Upon the trial of this action, which was to recover for services rendered by the plaintiff to the defendant, a receipt signed by the plaintiff had been introduced in evidence. When plaintiff was on the stand he was handed this receipt and asked what explanation he had to make as to his signature to the paper. That was objected to by the defendant and the objection sustained. Other questions were asked in relation to this receipt, and to show that at the time the receipt was given it was not intended to release the defendant from all claims by the plaintiff. This evidence was excluded upon the objection of the defendant.
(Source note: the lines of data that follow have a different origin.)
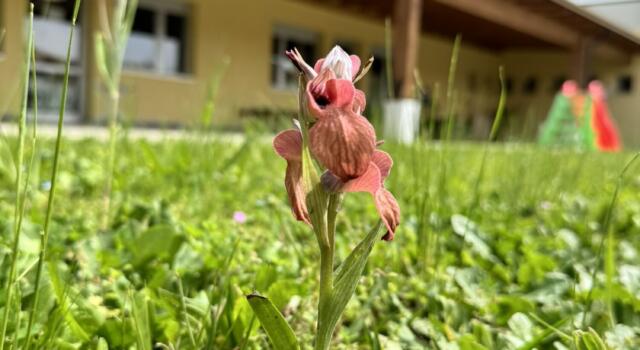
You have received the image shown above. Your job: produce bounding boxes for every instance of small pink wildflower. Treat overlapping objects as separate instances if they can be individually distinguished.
[233,211,247,224]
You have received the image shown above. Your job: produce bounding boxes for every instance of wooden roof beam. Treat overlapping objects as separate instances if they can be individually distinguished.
[393,0,423,98]
[432,0,580,49]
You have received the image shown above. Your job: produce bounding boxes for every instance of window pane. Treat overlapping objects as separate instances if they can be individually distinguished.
[33,0,76,21]
[271,26,317,89]
[32,0,82,64]
[124,8,157,71]
[617,75,633,93]
[132,8,155,34]
[31,0,82,117]
[163,13,187,74]
[523,77,538,95]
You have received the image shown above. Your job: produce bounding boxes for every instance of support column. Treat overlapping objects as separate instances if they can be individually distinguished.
[392,0,423,98]
[572,37,593,88]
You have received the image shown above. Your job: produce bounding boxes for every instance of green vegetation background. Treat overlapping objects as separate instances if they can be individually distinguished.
[0,128,638,349]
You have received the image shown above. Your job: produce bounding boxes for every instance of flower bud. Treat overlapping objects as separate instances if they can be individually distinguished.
[321,46,353,80]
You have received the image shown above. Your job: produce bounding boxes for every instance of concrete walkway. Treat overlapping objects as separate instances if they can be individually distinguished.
[0,122,246,143]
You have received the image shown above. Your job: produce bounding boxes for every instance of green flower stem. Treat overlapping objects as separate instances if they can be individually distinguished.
[315,194,341,350]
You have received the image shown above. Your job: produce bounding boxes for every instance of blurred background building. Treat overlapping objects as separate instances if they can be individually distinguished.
[0,0,638,146]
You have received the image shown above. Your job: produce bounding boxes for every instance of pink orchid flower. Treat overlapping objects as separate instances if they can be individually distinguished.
[275,46,400,240]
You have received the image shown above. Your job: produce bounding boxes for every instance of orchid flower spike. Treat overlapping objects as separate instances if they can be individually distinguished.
[275,46,401,240]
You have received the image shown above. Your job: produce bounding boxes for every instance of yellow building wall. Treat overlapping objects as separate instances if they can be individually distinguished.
[107,0,500,128]
[1,0,501,128]
[0,0,26,117]
[0,0,637,147]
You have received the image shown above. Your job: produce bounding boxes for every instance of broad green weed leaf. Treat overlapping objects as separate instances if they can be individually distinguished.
[604,324,637,349]
[133,225,183,267]
[451,214,498,263]
[246,293,300,350]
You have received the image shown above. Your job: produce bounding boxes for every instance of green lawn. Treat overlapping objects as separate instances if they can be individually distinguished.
[0,133,638,349]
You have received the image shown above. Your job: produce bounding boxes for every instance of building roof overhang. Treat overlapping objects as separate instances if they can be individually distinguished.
[298,0,640,55]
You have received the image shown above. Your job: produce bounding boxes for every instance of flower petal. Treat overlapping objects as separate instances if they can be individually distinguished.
[325,79,355,110]
[371,150,392,181]
[285,48,317,81]
[375,189,400,240]
[349,55,361,80]
[342,162,381,194]
[353,89,366,114]
[313,59,324,74]
[306,69,337,119]
[284,160,311,224]
[309,111,376,180]
[314,46,352,79]
[273,129,303,161]
[314,50,361,81]
[339,163,400,240]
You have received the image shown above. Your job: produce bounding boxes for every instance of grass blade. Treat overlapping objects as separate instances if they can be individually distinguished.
[0,6,34,349]
[24,1,82,348]
[582,152,639,328]
[130,290,152,350]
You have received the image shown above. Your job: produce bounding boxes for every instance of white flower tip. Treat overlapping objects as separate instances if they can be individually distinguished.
[322,45,352,80]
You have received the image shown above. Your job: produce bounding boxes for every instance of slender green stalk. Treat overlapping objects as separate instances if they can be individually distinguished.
[0,8,34,349]
[581,152,639,328]
[16,4,41,297]
[24,2,82,348]
[427,82,440,141]
[444,34,461,141]
[468,66,507,211]
[433,35,462,268]
[99,0,138,229]
[315,194,341,350]
[177,275,196,347]
[102,89,120,229]
[451,66,507,284]
[313,204,332,350]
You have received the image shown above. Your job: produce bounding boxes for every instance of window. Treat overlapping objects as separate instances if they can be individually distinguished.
[522,76,538,95]
[617,74,633,94]
[124,1,190,75]
[31,0,83,120]
[271,25,317,90]
[551,76,567,93]
[505,77,514,94]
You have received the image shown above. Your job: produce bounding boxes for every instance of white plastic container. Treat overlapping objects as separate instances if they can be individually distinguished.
[383,99,422,144]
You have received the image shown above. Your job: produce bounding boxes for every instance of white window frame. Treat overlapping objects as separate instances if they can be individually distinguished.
[0,0,6,56]
[271,25,317,90]
[31,0,86,122]
[124,0,190,76]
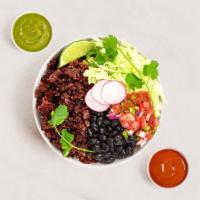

The plaintiff recovered a verdict from which the defendant has appealed. In making up the case on appeal the defendant excluded the questions relating to the release excluded at the trial, and the plaintiff respondent sought to have the questions inserted with a statement that they were excluded on objection by the defendant. The learned trial judge refused to allow these amendments.
It would appear that upon the appeal the question would be raised as to the effect of this receipt, and it may become material for the plaintiff to show that he had offered to explain it but that his testimony in relation to it was excluded on objection of the defendant, so that he could have the benefit of the rule that an appellant cannot have a judgment reversed on the ground that there was a failure of evidence where on his own objection the evidence upon the subject had been excluded. I think the plaintiff was entitled to have this fact appear in the case. There is no dispute about the facts. The questions were asked by the plaintiff; were objected to by the defendant, and on such objection the evidence was excluded. The plaintiff's exceptions to the rulings would be entirely immaterial and were quite properly excluded from the case, but the fact that this testimony was offered and excluded in consequence of the objections of the defendant should appear.
The order appealed from should, therefore, be reversed, with ten dollars costs and disbursements, and the case sent back to the learned trial justice to resettle the case in accordance with the views here expressed.
PATTERSON, P.J., McLAUGHLIN, CLARKE and HOUGHTON, JJ., concurred.
Order reversed, with ten dollars costs and disbursements, and case remitted as stated in opinion. Order filed.